Learning that your child has hearing loss can be a lot to take in and process. Here are the answers to the top four questions that most parents have when they discover that their child has hearing loss in regard to hearing aids and their baby.
Question #1: How Do Hearing Aids Work On Children?
Hearing aids are designed to take sounds and amplify and shape them in a way that will allow your child to hear them. Hearing aids will let your child sounds when someone is close to them and talking nearby, and it should also allow them to hear environmental sounds as well. Hearing aids will not make your child's hearing perfect. They may still struggle to hear sounds that are far away and struggle to understand voices that are muffled or speak too quickly.
Everyone's hearing needs are different, and modern hearing aids are designed to shape sounds in a way that will allow your child to hear based on their specific hearing needs.
Question #2: Why Does My Child Need Hearing Aids As A Baby?

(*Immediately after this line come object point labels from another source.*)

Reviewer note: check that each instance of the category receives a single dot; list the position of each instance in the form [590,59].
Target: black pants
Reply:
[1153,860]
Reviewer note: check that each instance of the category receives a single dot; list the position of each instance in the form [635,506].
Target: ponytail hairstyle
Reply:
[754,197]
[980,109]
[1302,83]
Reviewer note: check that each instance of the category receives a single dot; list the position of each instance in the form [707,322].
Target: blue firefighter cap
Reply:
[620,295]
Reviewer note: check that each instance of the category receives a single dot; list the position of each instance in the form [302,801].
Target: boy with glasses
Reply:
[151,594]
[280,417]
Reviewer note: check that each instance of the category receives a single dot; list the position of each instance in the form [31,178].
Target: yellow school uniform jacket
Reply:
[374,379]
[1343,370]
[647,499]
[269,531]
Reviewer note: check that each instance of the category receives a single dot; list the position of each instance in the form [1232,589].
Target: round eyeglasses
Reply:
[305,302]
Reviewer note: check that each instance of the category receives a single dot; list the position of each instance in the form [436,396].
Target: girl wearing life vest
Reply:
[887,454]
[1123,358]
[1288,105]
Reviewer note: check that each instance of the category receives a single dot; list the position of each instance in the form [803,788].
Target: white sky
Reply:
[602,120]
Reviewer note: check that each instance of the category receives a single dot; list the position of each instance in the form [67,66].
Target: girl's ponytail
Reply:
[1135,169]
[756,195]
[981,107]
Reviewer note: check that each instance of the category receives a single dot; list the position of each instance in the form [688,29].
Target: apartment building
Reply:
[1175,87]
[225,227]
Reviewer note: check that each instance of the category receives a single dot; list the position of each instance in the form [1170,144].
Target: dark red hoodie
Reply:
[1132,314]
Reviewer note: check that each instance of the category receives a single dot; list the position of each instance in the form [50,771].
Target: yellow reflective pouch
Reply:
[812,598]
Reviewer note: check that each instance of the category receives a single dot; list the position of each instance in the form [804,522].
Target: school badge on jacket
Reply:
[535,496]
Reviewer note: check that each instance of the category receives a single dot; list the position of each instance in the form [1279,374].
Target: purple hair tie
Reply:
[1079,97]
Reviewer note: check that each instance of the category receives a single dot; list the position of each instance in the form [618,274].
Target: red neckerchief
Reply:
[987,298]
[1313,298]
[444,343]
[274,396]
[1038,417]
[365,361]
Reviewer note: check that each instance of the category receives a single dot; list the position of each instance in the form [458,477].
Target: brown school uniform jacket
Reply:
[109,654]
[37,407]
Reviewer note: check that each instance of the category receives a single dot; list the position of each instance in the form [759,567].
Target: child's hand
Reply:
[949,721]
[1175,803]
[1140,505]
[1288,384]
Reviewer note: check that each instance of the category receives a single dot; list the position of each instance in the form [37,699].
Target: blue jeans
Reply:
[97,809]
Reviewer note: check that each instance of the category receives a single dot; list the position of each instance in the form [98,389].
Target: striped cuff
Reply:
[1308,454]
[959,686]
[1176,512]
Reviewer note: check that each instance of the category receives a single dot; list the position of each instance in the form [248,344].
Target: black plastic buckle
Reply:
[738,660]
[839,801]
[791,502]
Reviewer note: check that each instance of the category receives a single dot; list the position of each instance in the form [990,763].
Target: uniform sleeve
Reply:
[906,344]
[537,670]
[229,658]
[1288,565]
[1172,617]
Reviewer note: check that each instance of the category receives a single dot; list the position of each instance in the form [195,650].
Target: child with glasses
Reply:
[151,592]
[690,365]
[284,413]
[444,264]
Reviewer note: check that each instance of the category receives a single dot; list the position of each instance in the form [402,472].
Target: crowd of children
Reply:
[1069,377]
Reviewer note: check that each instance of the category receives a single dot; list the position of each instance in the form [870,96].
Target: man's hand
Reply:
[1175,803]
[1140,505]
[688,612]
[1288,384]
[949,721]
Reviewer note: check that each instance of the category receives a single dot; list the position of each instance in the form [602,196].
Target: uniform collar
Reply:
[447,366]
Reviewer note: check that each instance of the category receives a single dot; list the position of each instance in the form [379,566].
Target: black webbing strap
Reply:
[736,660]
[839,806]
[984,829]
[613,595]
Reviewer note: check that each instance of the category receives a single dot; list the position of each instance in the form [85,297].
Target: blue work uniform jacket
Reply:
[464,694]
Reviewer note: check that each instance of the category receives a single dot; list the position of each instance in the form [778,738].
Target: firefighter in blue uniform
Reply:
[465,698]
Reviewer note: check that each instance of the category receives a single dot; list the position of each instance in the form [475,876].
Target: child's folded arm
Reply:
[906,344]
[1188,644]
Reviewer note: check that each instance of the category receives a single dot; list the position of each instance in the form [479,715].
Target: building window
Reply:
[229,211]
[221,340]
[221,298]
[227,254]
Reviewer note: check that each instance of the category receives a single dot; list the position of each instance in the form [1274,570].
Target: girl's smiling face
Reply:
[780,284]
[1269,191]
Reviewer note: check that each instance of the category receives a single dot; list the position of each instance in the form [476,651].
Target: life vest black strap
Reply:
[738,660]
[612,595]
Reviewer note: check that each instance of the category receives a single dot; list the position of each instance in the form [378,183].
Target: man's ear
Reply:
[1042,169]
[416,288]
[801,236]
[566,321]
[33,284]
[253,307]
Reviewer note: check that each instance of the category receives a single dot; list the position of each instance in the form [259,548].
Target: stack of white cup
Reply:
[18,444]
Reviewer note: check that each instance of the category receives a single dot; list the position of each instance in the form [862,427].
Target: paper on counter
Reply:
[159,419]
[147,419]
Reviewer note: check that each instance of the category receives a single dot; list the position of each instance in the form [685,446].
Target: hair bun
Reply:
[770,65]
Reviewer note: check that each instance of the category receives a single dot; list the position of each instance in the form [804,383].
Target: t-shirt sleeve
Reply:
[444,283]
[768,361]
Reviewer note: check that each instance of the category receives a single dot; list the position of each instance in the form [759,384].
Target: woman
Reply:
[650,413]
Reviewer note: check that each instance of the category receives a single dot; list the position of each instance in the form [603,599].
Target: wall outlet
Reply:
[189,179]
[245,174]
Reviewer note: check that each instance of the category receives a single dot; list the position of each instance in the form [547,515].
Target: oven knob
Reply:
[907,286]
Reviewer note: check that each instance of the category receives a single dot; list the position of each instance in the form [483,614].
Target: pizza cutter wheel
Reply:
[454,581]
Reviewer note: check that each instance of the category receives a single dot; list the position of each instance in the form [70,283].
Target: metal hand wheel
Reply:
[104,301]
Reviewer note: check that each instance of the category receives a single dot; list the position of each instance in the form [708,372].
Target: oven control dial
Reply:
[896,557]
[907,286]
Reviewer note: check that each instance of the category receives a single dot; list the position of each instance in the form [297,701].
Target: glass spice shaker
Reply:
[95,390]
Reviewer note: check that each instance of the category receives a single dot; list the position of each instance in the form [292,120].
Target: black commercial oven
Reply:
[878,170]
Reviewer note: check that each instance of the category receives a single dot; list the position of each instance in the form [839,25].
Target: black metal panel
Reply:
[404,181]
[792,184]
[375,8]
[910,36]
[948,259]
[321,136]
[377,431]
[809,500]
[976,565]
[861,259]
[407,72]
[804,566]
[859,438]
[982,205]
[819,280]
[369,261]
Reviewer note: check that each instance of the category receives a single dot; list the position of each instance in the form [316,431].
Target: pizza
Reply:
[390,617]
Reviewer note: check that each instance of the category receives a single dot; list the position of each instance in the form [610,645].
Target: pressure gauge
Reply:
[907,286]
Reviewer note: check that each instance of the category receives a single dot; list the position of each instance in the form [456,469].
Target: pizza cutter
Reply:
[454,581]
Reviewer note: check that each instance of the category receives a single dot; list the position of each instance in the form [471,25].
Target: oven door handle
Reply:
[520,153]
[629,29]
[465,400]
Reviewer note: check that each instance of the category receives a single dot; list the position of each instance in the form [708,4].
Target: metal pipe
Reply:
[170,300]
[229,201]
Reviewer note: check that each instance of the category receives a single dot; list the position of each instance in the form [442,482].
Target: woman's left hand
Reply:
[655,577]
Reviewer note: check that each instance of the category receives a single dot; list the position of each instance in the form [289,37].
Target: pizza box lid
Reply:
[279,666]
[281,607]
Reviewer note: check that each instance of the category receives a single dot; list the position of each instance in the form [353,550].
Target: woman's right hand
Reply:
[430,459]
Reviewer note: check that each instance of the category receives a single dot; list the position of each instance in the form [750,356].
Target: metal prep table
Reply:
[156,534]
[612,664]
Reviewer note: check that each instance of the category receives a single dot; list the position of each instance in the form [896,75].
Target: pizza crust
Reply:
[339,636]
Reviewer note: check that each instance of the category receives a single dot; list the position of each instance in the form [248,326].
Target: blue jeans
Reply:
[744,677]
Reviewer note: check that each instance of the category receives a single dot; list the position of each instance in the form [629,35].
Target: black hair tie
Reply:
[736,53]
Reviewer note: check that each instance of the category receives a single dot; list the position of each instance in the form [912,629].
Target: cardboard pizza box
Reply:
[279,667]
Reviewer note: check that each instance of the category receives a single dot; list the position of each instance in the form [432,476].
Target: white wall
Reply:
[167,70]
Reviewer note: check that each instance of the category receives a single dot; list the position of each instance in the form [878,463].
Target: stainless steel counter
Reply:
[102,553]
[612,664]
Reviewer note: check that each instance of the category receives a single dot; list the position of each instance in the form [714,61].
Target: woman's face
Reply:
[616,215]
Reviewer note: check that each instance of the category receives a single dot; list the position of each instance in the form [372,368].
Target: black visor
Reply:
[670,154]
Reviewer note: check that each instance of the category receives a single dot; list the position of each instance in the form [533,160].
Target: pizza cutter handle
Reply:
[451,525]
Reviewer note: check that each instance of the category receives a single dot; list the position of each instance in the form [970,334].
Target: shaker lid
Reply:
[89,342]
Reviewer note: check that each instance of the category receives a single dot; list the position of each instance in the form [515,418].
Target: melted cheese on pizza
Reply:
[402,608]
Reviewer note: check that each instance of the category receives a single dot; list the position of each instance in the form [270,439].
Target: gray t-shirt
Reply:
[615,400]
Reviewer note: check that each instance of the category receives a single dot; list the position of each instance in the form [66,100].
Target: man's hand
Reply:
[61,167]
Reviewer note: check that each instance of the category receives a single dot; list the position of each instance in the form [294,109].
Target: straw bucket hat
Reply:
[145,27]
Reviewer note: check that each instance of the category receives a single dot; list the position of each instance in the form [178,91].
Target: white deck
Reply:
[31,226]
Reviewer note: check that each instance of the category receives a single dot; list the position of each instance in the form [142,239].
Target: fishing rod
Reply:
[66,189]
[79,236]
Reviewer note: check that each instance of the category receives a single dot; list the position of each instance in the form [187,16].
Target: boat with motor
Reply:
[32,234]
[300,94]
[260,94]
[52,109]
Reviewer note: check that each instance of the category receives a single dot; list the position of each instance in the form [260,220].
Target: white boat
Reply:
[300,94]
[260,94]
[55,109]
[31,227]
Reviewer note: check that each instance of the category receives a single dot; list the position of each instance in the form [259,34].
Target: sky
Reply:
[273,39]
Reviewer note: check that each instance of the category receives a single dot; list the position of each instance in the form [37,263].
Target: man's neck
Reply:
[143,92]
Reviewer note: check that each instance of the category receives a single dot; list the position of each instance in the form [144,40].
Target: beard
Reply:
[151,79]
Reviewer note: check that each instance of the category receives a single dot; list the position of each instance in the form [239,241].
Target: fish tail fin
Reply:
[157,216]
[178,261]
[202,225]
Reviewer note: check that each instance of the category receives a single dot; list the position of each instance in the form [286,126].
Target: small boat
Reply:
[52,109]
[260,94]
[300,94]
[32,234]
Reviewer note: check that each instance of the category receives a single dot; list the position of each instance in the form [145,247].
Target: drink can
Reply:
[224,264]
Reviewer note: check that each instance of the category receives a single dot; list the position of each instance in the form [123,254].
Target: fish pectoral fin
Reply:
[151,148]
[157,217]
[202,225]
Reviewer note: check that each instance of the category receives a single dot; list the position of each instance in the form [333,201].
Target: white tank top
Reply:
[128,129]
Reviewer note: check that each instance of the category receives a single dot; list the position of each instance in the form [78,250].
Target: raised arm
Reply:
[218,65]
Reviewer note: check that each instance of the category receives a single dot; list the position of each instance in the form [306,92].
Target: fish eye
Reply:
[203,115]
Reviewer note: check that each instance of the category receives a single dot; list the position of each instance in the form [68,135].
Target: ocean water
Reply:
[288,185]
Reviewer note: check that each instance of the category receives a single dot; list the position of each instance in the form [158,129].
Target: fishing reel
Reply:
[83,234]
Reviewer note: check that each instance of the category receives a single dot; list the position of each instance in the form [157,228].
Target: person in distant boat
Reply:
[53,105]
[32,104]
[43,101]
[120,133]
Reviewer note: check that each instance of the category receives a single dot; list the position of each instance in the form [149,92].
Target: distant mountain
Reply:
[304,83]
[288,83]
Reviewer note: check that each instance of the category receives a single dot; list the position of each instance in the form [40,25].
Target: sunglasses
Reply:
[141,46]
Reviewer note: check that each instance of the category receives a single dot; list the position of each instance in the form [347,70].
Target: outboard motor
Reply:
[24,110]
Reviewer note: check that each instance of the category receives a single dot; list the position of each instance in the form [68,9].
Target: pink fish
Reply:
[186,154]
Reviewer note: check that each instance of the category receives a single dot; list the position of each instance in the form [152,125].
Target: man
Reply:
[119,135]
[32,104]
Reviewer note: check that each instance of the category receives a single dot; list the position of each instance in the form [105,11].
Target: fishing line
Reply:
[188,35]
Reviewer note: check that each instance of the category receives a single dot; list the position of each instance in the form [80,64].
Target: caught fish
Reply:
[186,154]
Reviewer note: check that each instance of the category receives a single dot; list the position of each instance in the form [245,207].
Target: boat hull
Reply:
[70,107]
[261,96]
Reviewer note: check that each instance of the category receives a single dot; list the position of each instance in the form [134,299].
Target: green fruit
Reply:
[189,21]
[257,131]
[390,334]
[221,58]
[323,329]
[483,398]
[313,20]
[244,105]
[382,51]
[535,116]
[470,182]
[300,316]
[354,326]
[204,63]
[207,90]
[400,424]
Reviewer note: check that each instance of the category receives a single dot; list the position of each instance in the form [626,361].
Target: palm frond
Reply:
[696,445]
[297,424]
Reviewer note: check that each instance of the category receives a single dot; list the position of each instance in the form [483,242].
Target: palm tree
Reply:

A normal child makes thousands of connections every day based on all of the sensory information that they take in. When your child has hearing loss, they are not creating connections in their brain based on the sounds around them. Their auditory cortex is not getting the simulation that it needs to grow, learn and make auditory connections. Your child needs to make thousands of auditory connections in the early years of their life in order to be able to develop their reflective and expressive language skills.
Each connection your child makes in their brain allows them to learn about and process the world around them. When your child has hearing loss, this can result in delays to your child's listening skills, speech skills, language skills, learning skills and even behavior. If you want your child to hit their developmental milestones on time, you need to make sure that they have hearing aids and are getting the information their brain needs to grow.
Question #3: When Should My Child Get Hearing Aids?
Your child should get hearing aids literally as soon as you possible can. Ideally, they should have been equipped with them during their first week of birth to allow them to get as much auditory stimulation as possible. As soon as you know that your child has hearing loss, request the next open appointment and do whatever you can to rearrange your schedule and make it there. Each day that your child cannot hear properly is another day that your child's brain is not building the connections that it needs.
Question #4: How Long Should My Child Wear Hearing Aids Each Day?
When your child first gets hearing aids, they may not be able to wear them all day, although the ultimate goal is to get your child comfortable enough with the hearing aids so that they have them on at all times. You may have to work your child up wearing them all day, and it is vital that you prioritize your child wearing them as much as possible. Each hour that your child wears their hearing aids is an hour that your child's brain can make the additional connections it needs to thrive and grow.